It didn't scar me for life, though. Not in the slightest. Instead I got a funny story out of it and my mom was able to use television to get the ball rolling.

You Still Know Every Word To Every Disney Movie Ever Made

Because you watched them all the time. Look, if you had the complete Disney collection (before anyone really know about the concept of "The Vault") you were lucky and television was almost certainly a crucial part of your mom's parenting. If you remember any period of time where you watched the same one or two movies every day for days, weeks, months, or years at a time, television was definitely a crucial part of her mom strategy.

You're definitely a better person for it, too. To date my rendition of "Poor Unfortunate Souls" can bring the house down.

Half Your Family's Inside Jokes Come From TV Shows

Whether it was because one of you was a little too much like a character on TV (my youngest brother was straight up Baby Dinosaur from Dinosaurs), they were obsessed with a TV character (my little sister insisted she was "Girl Tommy" from Rugrats until she was, like, 9-years-old) or you all just found a particular joke really funny or relevant to your everyday family life, a television controller was clearly in your mom's Batman-like utility belt. To date, there are several lines any member of my family can recite that will make all of us laugh. Not even catchphrases, just little gags that have come to mean something to us over the years.

We're a TV-loving family. Zero shame.

Muzzy Taught You That Tu Es La Jeune Fille

Double points here. Not only did your parent learn about Muzzy on TV, they then sat you down in front of the TV to learn the program. Say what you will, but I appreciate the parental doubling down on television as a valid choice inherent to this decision.

You Have A Discerning Media Palate To This Day

If you grew up watching a lot of TV (because that's how your mama raised you), you are probably among the snobbiest of snobs in this Golden Age of Television. You've seen enough of what there is out there to know what's good and what's not. You've become a connoisseur! The kind of viewer whose casual office discussions about last night's episode of Game of Thrones sounds like a professional reviewer. Those untold hours spent in the warm glow of the screen was your boot camp, molding you into the thoughtful and judicious viewer you are today.

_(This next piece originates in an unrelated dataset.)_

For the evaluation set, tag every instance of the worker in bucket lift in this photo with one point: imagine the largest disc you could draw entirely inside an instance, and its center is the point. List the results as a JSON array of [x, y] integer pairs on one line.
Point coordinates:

You're Down With A TV Babysitter, Too

There's a lot that our parents did that will affect our parenting, for better or for worse. But I would say, anecdotally, most of the moms I know whose mothers used TV as a parenting tool will go on to do the same with their own children. Oh sure, maybe they'll want their kids to watch less TV or different types of shows, but chances are screens will play a part in how they bring up their kids.